Passionné de technologies et toujours à l’affût des dernières innovations, Maxime Patenotte est un expert en hi-tech qui se plonge dans l’univers des gadgets, des smartphones et des nouvelles technologies. À travers son blog, il propose des analyses approfondies sur des sujets variés, de la domotique à l’univers du gaming, en passant par les tendances du web et les nouveautés mobiles. Maxime offre également des tests détaillés et des avis sur les produits high-techs pour aider ses lecteurs à faire les meilleurs choix en matière de technologies et de gadgets.

amazon leo internet satellite afrique

Amazon Leo vs Starlink en Afrique : pourquoi le satellite LEO redessine les règles du jeu internet

En bref

Amazon Leo prépare son entrée en Afrique du Sud pour 2027 via un accord avec Herotel

  • La constellation dépasse déjà 390 satellites en orbite basse
  • Le partenariat Herotel cible d’abord les zones rurales sud-africaines
  • Starlink garde une avance de plusieurs années sur le terrain africain

Amazon Leo internet satellite Afrique n’est plus une hypothèse lointaine, c’est un chantier concret qui démarre en Afrique du Sud avec un partenaire local, Herotel. La filiale satellite d’Amazon, rebaptisée Leo en novembre 2025 après avoir porté le nom Project Kuiper, signe un accord qui vise le lancement commercial d’un service baptisé evry dès 2027. Face à elle, Starlink occupe déjà le terrain depuis plusieurs années sur le continent, avec une avance qui pèse lourd. Nous pensons que cette bataille du ciel africain va redessiner la carte de la connectivité rurale, mais elle expose aussi des zones d’ombre que peu d’articles détaillent vraiment : le coût réel des infrastructures terrestres, la dépendance aux opérateurs locaux, et la question sensible de la souveraineté des données.
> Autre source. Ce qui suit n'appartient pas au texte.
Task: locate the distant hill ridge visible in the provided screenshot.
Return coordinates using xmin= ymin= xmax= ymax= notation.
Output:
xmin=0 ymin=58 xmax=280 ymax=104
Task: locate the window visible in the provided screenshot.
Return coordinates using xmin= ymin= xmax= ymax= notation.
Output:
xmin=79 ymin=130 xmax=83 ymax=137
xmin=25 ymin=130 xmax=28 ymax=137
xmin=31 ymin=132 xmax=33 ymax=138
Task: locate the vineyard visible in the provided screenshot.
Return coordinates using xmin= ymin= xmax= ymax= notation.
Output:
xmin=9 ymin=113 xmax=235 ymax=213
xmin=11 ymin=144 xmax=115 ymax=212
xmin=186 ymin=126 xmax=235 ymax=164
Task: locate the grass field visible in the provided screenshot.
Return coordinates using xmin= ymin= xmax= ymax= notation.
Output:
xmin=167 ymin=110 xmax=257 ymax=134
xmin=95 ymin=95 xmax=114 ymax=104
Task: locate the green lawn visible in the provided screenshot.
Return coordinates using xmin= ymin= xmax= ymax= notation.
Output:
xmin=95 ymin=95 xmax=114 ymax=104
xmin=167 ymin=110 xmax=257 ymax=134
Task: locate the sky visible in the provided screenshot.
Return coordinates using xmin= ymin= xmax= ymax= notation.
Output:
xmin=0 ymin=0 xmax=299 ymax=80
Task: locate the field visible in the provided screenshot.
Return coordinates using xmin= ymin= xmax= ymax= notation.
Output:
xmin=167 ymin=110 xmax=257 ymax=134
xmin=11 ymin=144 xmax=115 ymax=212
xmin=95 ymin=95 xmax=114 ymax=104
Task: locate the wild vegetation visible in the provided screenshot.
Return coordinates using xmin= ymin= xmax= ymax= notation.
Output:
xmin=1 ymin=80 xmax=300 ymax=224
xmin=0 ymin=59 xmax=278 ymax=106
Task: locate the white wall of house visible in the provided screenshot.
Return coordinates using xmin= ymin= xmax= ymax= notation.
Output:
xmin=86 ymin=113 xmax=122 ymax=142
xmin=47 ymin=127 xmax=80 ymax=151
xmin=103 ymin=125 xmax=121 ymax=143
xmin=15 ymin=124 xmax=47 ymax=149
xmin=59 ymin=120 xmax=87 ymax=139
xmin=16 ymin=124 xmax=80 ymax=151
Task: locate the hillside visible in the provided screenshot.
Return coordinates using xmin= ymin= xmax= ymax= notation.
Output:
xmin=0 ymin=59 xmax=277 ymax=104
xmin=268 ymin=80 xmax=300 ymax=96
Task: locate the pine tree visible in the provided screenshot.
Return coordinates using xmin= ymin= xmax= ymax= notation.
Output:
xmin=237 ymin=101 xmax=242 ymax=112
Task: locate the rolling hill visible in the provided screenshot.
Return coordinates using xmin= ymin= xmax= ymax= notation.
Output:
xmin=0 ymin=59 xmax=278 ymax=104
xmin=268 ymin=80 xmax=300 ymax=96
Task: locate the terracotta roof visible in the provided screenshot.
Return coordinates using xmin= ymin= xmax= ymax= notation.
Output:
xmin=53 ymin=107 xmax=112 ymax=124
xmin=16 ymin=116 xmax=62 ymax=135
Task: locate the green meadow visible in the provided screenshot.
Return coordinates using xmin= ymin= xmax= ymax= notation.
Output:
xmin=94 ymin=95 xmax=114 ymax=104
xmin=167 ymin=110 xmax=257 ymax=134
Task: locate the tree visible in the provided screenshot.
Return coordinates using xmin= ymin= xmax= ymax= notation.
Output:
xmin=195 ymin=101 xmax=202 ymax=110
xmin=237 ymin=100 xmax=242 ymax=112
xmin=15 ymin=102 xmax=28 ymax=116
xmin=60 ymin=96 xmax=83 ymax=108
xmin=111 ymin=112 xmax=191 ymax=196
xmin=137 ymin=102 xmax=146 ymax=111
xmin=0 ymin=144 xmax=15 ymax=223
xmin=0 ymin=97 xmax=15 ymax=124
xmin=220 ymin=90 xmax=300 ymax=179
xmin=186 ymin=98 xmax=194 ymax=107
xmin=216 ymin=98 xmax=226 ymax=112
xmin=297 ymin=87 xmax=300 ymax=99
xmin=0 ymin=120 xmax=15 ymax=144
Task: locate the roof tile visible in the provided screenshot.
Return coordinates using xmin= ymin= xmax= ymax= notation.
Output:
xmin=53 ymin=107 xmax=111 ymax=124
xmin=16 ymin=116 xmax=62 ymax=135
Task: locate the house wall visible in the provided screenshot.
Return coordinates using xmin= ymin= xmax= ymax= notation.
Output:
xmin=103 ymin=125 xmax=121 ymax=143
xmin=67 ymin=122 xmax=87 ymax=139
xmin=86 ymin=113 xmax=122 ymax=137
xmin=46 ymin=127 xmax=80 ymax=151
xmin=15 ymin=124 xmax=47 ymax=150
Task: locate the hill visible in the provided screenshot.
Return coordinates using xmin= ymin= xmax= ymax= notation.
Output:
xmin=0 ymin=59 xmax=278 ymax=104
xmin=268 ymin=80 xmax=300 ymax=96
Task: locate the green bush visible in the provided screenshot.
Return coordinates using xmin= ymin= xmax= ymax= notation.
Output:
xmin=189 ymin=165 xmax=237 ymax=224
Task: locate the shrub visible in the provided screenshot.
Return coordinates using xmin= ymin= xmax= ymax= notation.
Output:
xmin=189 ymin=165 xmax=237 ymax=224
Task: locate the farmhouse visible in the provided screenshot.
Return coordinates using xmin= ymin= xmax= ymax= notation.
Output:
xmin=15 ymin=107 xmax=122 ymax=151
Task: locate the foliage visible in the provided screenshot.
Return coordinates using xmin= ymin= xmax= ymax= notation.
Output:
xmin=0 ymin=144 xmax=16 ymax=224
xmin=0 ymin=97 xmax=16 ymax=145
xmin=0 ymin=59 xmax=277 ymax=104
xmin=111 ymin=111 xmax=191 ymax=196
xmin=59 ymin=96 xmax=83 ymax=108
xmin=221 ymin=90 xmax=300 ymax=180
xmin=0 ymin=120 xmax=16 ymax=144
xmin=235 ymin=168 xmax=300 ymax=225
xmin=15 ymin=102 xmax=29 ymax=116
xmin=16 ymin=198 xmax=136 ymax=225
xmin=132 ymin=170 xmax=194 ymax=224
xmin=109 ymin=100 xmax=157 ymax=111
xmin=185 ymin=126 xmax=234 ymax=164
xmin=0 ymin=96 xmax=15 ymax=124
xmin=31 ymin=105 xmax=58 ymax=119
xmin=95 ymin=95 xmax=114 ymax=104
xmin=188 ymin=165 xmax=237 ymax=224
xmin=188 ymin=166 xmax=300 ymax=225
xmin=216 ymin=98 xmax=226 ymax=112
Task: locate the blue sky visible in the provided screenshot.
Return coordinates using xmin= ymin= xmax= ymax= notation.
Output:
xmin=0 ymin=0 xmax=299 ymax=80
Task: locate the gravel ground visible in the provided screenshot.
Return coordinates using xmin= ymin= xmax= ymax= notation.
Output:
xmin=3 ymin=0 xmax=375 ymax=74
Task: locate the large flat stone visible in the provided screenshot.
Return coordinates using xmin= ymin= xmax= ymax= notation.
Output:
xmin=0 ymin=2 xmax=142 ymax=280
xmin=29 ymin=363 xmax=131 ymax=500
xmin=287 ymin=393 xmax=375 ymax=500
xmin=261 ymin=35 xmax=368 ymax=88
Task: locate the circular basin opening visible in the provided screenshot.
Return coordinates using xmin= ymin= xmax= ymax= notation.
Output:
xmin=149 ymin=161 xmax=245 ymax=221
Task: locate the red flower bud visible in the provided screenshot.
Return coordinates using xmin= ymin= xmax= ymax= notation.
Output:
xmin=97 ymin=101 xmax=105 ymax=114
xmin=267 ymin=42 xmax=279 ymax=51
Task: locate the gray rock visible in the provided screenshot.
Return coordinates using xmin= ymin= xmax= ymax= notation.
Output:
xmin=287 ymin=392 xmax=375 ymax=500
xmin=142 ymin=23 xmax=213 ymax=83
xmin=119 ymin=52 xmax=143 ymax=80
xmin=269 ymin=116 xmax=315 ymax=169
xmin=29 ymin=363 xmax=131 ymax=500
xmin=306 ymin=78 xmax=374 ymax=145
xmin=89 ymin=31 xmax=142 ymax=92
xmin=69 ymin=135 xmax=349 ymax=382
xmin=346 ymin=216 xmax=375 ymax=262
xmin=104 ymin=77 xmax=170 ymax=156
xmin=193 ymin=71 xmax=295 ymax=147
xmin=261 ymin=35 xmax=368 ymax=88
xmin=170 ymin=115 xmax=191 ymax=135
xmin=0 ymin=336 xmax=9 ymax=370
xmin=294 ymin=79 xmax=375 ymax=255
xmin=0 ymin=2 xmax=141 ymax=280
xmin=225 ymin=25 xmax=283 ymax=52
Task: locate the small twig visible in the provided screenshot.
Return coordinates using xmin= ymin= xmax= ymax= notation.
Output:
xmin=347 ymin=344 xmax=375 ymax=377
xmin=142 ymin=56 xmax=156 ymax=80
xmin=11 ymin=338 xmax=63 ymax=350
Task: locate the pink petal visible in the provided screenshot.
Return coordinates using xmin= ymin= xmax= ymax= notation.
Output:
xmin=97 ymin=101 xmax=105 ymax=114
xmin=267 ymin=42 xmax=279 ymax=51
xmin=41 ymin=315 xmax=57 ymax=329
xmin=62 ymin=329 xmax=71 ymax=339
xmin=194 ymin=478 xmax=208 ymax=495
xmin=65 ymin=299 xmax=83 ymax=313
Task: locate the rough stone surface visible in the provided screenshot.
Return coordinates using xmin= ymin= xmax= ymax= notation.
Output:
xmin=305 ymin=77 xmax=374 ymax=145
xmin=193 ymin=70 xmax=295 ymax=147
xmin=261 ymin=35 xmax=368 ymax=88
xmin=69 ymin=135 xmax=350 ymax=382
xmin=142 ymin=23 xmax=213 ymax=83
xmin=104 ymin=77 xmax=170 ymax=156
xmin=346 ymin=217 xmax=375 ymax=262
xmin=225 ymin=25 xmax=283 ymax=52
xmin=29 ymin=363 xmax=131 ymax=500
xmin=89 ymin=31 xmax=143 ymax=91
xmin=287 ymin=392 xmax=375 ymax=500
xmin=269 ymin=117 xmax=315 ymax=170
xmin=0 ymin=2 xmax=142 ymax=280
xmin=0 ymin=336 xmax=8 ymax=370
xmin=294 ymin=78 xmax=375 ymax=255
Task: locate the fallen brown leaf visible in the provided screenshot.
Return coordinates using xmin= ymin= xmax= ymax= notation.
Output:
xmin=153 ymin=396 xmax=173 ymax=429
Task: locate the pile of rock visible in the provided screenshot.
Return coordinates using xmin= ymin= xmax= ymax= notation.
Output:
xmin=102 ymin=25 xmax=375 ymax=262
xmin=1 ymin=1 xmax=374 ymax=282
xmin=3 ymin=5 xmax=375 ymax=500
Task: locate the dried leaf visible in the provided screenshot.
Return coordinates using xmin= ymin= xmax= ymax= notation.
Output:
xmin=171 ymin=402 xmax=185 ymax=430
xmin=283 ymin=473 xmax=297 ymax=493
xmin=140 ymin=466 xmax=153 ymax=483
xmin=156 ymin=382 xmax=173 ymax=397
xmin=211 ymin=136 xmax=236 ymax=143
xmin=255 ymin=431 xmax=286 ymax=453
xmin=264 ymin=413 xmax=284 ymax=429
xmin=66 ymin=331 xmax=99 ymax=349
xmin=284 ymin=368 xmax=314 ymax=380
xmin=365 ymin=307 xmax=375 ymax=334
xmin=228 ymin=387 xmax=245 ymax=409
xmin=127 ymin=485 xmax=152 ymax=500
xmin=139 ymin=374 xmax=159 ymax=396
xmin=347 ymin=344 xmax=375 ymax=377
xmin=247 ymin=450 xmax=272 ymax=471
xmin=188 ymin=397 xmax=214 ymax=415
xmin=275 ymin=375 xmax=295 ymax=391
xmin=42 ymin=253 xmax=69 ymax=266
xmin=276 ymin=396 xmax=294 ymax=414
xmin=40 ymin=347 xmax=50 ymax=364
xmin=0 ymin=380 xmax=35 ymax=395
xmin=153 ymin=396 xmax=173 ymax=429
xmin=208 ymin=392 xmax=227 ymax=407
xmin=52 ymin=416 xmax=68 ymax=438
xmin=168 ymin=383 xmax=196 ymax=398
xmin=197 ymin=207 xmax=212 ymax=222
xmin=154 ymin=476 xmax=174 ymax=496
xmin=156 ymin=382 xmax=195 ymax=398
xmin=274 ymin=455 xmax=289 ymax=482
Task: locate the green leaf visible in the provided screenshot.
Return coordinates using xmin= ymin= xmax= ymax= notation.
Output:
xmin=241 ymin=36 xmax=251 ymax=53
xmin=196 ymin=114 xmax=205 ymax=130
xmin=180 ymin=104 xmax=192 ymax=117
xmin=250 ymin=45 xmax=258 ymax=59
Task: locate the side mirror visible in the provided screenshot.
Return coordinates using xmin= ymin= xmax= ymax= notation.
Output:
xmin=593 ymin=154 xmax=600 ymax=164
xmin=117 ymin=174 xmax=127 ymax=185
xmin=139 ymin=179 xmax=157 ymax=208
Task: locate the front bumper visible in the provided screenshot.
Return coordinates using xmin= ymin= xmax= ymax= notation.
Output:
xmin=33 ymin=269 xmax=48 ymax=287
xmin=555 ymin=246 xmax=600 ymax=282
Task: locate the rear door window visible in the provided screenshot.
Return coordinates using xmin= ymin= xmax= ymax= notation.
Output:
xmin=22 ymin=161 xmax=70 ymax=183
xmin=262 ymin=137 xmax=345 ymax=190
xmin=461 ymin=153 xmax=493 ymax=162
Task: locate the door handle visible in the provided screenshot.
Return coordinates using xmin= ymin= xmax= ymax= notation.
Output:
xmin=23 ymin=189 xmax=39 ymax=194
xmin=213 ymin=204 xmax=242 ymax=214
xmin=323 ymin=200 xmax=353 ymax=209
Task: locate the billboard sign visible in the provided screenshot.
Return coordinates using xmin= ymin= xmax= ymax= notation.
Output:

La bataille du ciel africain : Amazon Leo défie Starlink

Deux géants américains, deux constellations, un seul continent convoité. Amazon Leo aligne plus de 390 satellites en orbite basse au moment où l’entreprise annonce son lancement commercial, un chiffre confirmé par l’Agence Ecofin. Starlink, de son côté, opère avec environ 6 300 satellites actifs à l’échelle mondiale mi-2024, selon les données consolidées par Wikipédia. L’écart est immense, et il structure toute la suite de l’histoire. Amazon ne rattrape pas Starlink en nombre de satellites, il choisit une autre bataille : celle des partenariats exclusifs avec des opérateurs déjà implantés.

Le projet Amazon Leo vise une constellation cible qui reste inférieure aux ambitions de SpaceX, mais la stratégie commerciale diffère radicalement. Là où Starlink vend en direct au consommateur, Amazon Leo s’appuie sur des fournisseurs d’accès locaux pour intégrer son service dans une offre existante.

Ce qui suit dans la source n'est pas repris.